According to their press release, GA had approached Animals Australasia in early June only to be told that the Anima people had so far been unable to get access to the track. GA then approached the Yat Yuen company with an offer to help rehome Australian-bred greyhounds considered suitable for rehoming. This approach too seems to have borne no fruit. GA now says that it will “stand ready to provide Animal Australia and the Society for the Protection of Cruelty to Animals Hong Kong with support in rehoming any Australian bred greyhound suitable for rehoming.” No mention is made of Anima or other Macau-based charities, although perhaps these are working through Animals Australia or SPCA Hong Kong. Half a world away, we may only hear half the story. What is clear from their press release is that Greyhounds Australasia want us to know that they are giving the problem their best shot, even if, through no fault of their own, they keep coming up against a brick wall.

Looking back though, it is salutary to note that it was not Greyhound Australasia’s refusal to issue passports for dogs going to Asia that ended the export of race dogs to Macau. At no time was it illegal to export greyhounds Asia, where there was a market for greyhounds that lacked the pace to race successfully in Australia. Although those who breached GA’s prohibition on sales of greyhounds to China potentially risked disqualification from racing at home, the trade apparently continued . Ultimately the death knell on the supply of Australian greyhounds to the Canidrome was struck by the major airlines. On 11th December 2015 Quantas announced on their Facebook page that they would no longer fly racing greyhounds to Asian destinations, a move that was quickly mirrored by Cathay Pacific, effectively signalling the end of greyhound exports from Australia to Macau. Given the probability that neither airline was making its fortune flying race dogs to China, in the great scheme of things their best move was to walk away from a potentially contentious issue and avoid any possible flak which would reflect badly on their public image.

Continuing our wee history lesson, in search of new recruits the Macau greyhound racing industry turned its attention to Ireland. Trawling my favourite search engine – others are available – reveals that Lufthansa allegedly flew six greyhounds to Hong Kong in April 2016 the ultimately destination of which allegedly was Macau. A larger consignment of Irish-bred greyhounds allegedly destined for the Canidrome on 12th May got no further than Heathrow as their transport cages were apparently deemed to be too flimsy for the proposed onward journey.

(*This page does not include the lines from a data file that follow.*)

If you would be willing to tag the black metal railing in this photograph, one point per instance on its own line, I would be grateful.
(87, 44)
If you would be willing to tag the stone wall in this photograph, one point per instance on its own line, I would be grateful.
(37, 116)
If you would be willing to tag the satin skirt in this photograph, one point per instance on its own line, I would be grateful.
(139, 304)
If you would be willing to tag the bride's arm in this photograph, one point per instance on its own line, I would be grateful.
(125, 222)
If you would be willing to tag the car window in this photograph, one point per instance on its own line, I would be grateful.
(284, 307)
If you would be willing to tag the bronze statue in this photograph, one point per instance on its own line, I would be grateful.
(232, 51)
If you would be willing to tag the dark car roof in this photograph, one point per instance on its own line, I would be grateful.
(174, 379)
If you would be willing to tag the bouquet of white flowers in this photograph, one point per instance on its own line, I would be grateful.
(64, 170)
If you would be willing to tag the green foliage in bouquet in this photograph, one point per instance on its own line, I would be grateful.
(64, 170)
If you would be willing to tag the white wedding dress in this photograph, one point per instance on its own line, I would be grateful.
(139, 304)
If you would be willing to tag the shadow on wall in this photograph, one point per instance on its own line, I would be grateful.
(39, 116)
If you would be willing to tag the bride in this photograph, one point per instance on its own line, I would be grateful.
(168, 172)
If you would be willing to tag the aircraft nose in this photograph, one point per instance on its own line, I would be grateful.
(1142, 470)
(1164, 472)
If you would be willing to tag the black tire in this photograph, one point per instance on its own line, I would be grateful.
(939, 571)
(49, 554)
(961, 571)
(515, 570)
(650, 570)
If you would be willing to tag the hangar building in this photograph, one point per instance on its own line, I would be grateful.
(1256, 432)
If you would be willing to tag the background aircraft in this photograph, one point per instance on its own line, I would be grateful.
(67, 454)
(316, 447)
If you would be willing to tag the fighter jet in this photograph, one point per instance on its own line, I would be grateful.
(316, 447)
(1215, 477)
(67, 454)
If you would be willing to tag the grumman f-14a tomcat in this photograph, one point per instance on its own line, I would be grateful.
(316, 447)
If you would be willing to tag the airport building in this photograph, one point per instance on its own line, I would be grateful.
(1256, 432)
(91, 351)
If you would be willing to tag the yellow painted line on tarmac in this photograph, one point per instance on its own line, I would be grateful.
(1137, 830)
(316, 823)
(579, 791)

By the sounds of things therefore at least some of the five hundred plus dogs living in limbo in the Canidrome may have come from Ireland. Greyhound Australasia make it abundantly clear in their press release that their interest begins and ends with the welfare of the Australian-bed greyhounds there. That seems a bit mean-spirited to my sentimental Irish heart, although I can appreciate the magnitude of the task that has landed in their laps and understand their need to mitigate it. Is anybody speaking up for the Irish-bred dogs or working behind the scenes? I am going to bung a few dollars to SPCA Hong Kong on the off chance, just to salve my conscience.

There is a lesson here for those opposed to greyhound sports. After long years of pressure from the welfare lobby, the track in Macau has finally closed its doors, precipitating and entirely predictable welfare crises for the now redundant greyhounds “The antis” should be careful what the wish for, they just might get it.